L’affaire Coca-Cola
German Guttierez
par Helen Faradji
David contre Goliath. On ne s’en lasse pas. Le petit terrorisé par le grand mais qui valeureusement va prendre sa revanche. Des contes pour cour d’école aux récits pour grands enfants, le mythe a la peau dure. Peut-être parce qu’il redonne confiance, ou espoir, qu’il assure que les dés ne sont pas pipés dès le départ. Peut-être parce qu’il permet de voir le monde en noir et blanc et que ça repose un peu.
Coca-Cola contre les syndicalistes : a priori, la donne de départ est respectée. Le grand méchant loup cynique et avide de profits contre les gentils petits travailleurs exploités. On imagine déjà les manif. dans la rue, la fleur au fusil et le chant à la bouche. Les grèves convaincues, à l’ambiance vaguement bon enfant. Les tractations musclées pour quelques dignités de plus, volées à la sueur des fronts travaillants. Les petites victoires pour l’homme, grandes pour l’humanité. Sauf que nous sommes en Colombie, là où Coca-Cola a implanté ses usines d’embouteillement, et qu’avoir ce genre de problèmes, là-bas, ce serait déjà un triomphe. Non, en Colombie, on ne s’embarrasse pas de discussions, de négociations. Shoot, shoot, don’t talk. Comme dans un film de Scorsese. 470 syndicalistes assassinés depuis 2002, 4000 depuis 1986. Et seulement 5 procès pour élucider ces histoires. Tout cela sans parler des tortures, intimidations, emprisonnements, enlèvements et autres joyeusetés. La Colombie est un beau pays.
Véritables chevaliers blancs, deux avocats américains, David Kovalik et Terry Collingsworth en ont eu assez. En dénichant une loi de plus de 200 ans permettant aux victimes étrangères de crimes contre les droits humains de porter plainte aux Etats-Unis, ils montent patiemment leur cas contre Coca-Cola, apparemment un des leaders en matière de lutte costaude contre la syndicalisation dans ses usines. Ce sont eux, ainsi que l’activiste Ray Rogers responsable de la campagne Stop Killer Coke, que suit L’affaire Coca-Cola, nouveau documentaire-pamphlétaire signé German Gutiérrez et Carmen Garcia (Qui a tiré sur mon frère?). Ce sont eux, les David de notre histoire.

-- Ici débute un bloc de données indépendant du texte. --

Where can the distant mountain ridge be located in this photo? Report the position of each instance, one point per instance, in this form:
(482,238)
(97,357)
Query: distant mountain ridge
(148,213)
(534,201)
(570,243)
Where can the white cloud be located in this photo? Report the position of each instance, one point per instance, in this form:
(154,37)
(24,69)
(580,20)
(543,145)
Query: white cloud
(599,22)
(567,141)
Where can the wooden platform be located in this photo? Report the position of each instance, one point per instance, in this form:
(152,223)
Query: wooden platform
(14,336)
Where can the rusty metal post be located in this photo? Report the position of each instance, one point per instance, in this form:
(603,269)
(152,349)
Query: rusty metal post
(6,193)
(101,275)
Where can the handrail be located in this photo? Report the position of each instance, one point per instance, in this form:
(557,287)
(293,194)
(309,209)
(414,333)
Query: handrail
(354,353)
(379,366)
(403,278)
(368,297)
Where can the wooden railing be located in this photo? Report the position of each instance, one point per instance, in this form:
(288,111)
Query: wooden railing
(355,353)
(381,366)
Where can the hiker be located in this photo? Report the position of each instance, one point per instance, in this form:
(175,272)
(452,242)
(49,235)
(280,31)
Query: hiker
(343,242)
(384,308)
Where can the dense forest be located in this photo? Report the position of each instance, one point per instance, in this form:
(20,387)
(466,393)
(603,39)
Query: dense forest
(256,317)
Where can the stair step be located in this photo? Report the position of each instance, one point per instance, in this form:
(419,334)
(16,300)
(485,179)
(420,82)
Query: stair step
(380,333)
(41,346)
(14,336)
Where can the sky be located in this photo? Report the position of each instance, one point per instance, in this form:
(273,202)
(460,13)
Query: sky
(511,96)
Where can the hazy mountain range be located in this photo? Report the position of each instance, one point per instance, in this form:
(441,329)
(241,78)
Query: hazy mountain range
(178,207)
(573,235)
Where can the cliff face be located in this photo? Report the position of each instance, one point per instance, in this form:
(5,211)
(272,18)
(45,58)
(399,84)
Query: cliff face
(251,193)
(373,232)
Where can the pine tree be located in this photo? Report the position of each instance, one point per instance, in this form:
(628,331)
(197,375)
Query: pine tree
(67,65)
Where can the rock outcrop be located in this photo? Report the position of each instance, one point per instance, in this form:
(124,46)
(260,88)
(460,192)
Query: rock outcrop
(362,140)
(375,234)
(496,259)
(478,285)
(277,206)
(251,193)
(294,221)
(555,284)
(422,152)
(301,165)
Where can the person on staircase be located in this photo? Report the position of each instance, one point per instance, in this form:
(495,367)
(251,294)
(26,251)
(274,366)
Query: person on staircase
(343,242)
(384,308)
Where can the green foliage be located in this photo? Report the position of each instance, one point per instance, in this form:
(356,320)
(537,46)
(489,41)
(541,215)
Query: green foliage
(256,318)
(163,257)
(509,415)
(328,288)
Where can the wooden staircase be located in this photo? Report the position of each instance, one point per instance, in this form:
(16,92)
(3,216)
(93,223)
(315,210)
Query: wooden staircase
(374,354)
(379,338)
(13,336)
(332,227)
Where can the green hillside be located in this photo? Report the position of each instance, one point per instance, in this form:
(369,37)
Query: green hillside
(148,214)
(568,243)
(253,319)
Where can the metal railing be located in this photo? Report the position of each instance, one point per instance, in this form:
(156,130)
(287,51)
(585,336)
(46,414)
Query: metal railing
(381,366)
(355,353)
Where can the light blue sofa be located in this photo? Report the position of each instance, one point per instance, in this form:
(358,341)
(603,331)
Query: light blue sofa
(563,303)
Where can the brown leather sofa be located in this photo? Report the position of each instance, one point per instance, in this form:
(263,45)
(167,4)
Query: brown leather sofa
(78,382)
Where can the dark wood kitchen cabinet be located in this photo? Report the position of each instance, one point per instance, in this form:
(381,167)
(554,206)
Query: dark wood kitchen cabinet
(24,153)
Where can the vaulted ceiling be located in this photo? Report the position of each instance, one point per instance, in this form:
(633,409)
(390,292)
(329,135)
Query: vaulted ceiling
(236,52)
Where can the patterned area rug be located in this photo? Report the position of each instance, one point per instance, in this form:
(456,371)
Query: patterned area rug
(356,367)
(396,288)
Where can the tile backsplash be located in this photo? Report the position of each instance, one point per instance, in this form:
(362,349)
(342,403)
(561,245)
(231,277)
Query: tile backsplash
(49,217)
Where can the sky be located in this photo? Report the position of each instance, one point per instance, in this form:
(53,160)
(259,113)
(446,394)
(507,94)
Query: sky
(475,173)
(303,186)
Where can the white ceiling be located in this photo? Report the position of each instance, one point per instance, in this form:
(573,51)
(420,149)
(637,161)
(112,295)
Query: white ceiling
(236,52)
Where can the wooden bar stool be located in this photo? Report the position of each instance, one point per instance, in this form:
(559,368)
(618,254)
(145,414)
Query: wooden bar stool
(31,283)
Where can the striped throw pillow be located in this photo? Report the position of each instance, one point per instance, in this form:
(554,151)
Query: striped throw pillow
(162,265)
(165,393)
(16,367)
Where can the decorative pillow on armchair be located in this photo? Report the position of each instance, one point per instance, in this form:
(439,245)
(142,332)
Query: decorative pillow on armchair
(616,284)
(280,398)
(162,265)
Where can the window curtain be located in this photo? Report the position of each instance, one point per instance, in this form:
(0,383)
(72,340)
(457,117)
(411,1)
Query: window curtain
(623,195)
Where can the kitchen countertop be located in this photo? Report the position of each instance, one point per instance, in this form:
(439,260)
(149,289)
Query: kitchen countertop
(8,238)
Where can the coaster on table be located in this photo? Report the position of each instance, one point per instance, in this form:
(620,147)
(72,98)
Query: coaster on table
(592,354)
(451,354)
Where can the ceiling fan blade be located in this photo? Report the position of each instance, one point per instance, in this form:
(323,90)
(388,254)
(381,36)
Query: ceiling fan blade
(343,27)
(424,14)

Suivant leurs conquêtes, leurs désillusions, leurs déceptions autant que leurs points gagnés, interrogeant de jeunes livreurs non-syndiqués pour bien faire comprendre l’importance des ces représentants des travailleurs (le passage le plus intéressant du documentaire), le film ne s’embarrasse pas de nuances : musique tonitruante, effets sonores sensationnels, ralentis, inscriptions à l’écran, tout l’arsenal du documentaire-choc est là, rutilant, prêt à enfoncer dans la gorge la vérité dans la gorge des amateurs de demi-teintes. Pas là pour éclairer, le film, mais pour dénoncer. Comme un thriller judiciaire américain. À tout prix et sans retenue. Comme ceux d’un certain Michael Moore aussi, l’humour en moins.
La fin justifie-t-elle les moyens? Peut-être. Assurément diront ceux qui souffrent. Mais ce serait oublier que ce sont justement ces combats, nobles et grands, qui, pierre par pierre, font un peu changer le monde, qui ont besoin des plate-formes les plus solides pour exister. Ce serait oublier que la vérité, dans ces cas, n’a pas besoin d’être martelée, mais soutenue. Ce n’est qu’ainsi qu’on transforme une diatribe en film nécessaire dont la marque s’inscrit dans les consciences. Et Dieu sait qu’on en a besoin.